但他顾不得疼痛,只是死死盯着杨用及那张脸,嘴唇哆嗦得更加厉害,连完整的话都说不出来了:
“你……你……你是……杨……杨……”
“杨用及。”
杨用及温和地接过了他的话,声音平静而从容:
“大乾曾经的布衣宰相,两朝帝师。文压翰林,武……姑且也算有些手腕。”
他顿了顿,看向面无人色的杜文渊:
“杜侍郎,十六年不见,别来无恙?”
轰——
杜文渊的脑子里,仿佛有什么东西炸开了!
杨用及!
真的是杨用及!
那个传说中的布衣宰相,那个被无数文人视为精神领袖,那个在十六年前突然挂冠而去、飘然远隐,留下无数传说的……杨用及!
他竟然还活着!
他竟然……在北凉!
他竟然……是苏清南的幕僚?!
“不……不可能……”
杜文渊喃喃自语,整个人已经彻底麻木:
“杨公……您怎么会……怎么会在这里……您不是……不是已经……”
“已经死了?或者破碎虚空而去了?”
杨用及微微一笑,那笑容温润儒雅,却让杜文渊感到一股寒意从脊椎直冲头顶:
“十六年前,我确实该死了。”
他的声音很平静,仿佛在讲述别人的故事:
“当年我挂冠而去,并非因为什么‘天象示警,国运有厄’,而是因为我发现了一件……很有趣的事。”
“什么事?”
杜文渊下意识问道。
“我发现,大乾的国运,正在被人……偷偷蚕食。”
杨用及的目光,忽然变得锐利如刀:
“有人勾结北蛮,出卖军情;有人私通影月神宫,换取邪术;更有人……暗中谋害皇室血脉,企图颠覆江山。”
他每说一句,杜文渊的脸色就白一分。
“我本想将此事禀报先帝,但还没等我进宫,就遭到了……截杀。”
杨用及的语气依旧平静,但那双温润的眼眸中,却闪过一丝冰冷的杀意:
“两位陆地神仙,十二位天境,在乾京城外三百里的‘断魂谷’设伏。
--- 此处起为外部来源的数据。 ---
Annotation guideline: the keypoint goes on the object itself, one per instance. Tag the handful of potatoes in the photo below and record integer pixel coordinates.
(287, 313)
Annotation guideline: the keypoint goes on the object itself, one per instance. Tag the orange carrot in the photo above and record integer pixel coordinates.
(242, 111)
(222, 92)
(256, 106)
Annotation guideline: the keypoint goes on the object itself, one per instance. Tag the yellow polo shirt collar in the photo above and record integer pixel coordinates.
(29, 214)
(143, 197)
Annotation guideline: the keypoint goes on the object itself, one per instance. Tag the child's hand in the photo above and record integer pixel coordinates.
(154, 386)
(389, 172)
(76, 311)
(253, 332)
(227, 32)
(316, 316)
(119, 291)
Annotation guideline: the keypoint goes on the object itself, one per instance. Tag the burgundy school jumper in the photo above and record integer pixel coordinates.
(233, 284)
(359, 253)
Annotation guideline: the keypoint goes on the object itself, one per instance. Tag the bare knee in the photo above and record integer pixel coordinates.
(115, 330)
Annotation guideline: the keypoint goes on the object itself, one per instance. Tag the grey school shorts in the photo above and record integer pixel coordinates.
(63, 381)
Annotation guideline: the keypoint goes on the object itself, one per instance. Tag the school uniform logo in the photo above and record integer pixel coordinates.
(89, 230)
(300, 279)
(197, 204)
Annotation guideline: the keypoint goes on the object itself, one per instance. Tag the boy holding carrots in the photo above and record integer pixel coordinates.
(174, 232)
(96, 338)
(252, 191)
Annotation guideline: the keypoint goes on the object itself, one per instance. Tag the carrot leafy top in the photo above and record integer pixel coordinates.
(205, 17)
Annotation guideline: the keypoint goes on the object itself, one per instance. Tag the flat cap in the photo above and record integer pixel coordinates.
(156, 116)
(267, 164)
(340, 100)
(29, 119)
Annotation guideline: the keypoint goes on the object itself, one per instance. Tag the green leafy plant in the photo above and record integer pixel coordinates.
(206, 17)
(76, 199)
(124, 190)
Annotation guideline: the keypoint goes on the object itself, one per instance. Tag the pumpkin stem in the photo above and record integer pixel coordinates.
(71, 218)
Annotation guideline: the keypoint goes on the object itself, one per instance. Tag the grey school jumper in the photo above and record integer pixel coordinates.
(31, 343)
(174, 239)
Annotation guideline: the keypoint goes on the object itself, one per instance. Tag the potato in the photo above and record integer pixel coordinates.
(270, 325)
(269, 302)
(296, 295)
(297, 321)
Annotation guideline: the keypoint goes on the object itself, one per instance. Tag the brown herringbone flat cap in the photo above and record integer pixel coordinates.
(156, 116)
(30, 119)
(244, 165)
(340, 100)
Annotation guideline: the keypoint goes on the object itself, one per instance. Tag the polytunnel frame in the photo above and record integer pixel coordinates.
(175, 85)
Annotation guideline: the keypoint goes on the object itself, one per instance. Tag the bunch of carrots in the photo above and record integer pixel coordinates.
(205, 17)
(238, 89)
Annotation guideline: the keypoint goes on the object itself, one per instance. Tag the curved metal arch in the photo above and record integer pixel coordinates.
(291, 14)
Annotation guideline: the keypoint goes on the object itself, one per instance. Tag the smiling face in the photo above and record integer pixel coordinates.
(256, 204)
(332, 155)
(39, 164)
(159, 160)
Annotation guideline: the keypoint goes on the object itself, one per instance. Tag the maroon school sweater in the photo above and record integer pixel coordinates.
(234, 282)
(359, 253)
”
“若非我早有准备,恐怕十六年前,我就真的死了。”
杜文渊浑身一颤:
“那……那是谁……”
“是谁?”
杨用及笑了笑:“杜侍郎在朝为官多年,难道猜不到吗?”
杜文渊猛地看向苏清南。
只见苏清南依旧神色平静,但那双眼睛深处,却仿佛有寒冰在凝聚。
“原来如此……”
杜文渊喃喃道。
结合当年之事,他的心中似乎已经有了答案。
杨用及的声音将杜文渊拉回现实:
“为什么我会在北凉?”
“因为只有在这里,才能完成我当年未竟的事业。”
“因为只有北凉王,才有能力……肃清这污浊的世道。”
他看向杜文渊,目光深邃:
“杜侍郎,你是聪明人。”
“现在,你有一个选择。”
“选择?”杜文渊茫然。
“是继续当狗,回去复命,然后等着北凉大军兵临城下时,被当成弃子。”
杨用及的声音很轻,却字字诛心:
“还是……为自己,谋一条生路。”
生路……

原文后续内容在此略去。